My undertstanding based on a salesmans comments and looking at a plasma in a store is that you get a good picture no matter the angle. and comparing it to the nearby dlp and lcd units there was an obvious difference. as to Plasma itself you are paying a premium and just check out the life expectancy. on dlp and lcd you get 3 years or so out of the bulb and that is a $300 bill to replace they say. older Plasmas i understood had a 5 year life cycle but one i saw in a store was rated at enough hours to last 10 years as i recall. not sure what the unit you have choosen is rated but you need to verify that it is not an older one as to the design life expectancy.

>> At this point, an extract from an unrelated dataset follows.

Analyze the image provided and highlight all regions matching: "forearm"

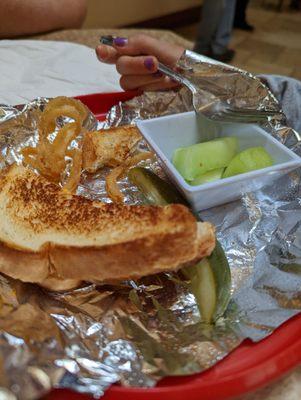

enjoy, it is worth it no matter what you get. you just missed the boat though by not doing this before the Olympics. The ski jumping and ski racing was really something in hi def.


----------



## bobniborg (Mar 10, 2006)

Notes from me (not to bright but I did some looking into this when I did my house).

Do you really need the plasma (whose main advantage is size). For far cheaper you can get a rear projection that is equal in quality. As for projectors. This is great if you are not doing TV watching. The main cost on those little projectors is the bulb. And they burn up fast.

For surround sound, most systmes are fine. I bought a sony system for 200 that has a sub and 5 shelf speakers. If you are buying a unit that has an amp, look at the inputs. If you need 5.1 sound (digital input) for you DVD, Xbox, etc. you need to make sure that the amp has the inputs for that. 

That is my two cents.


----------



## kevblah (Mar 10, 2006)

This looks like a nifty deal. http://www.amazon.com/gp/product/B000AMNZ6E/ref=nosim/104-2112631-3467968?n=172282


----------



## keyser.soze (Mar 26, 2006)

Red ... if you're still looking for a solution, here's my two cents.

I also have a 42" Plasma (Panasonic) and home theater setup (Yamaha). I have run all of my components into the receiver (DVD burner, CD changer, VHS, TiVo and Cable) and one set of cables to the plasma. I have found it to be the best of all worlds, and I have connected the video with a DVI cable and a set of component video cables. Not that it is important, but the audio connection is optical from the cable source and the dvd.

I didn't splurge on Monster cables ... truth be told, I bought mine on eBay (saved $100 at that length).

I don't know if this will work in your case, but perhaps you can extract something that is helpful. Hope this helps.


----------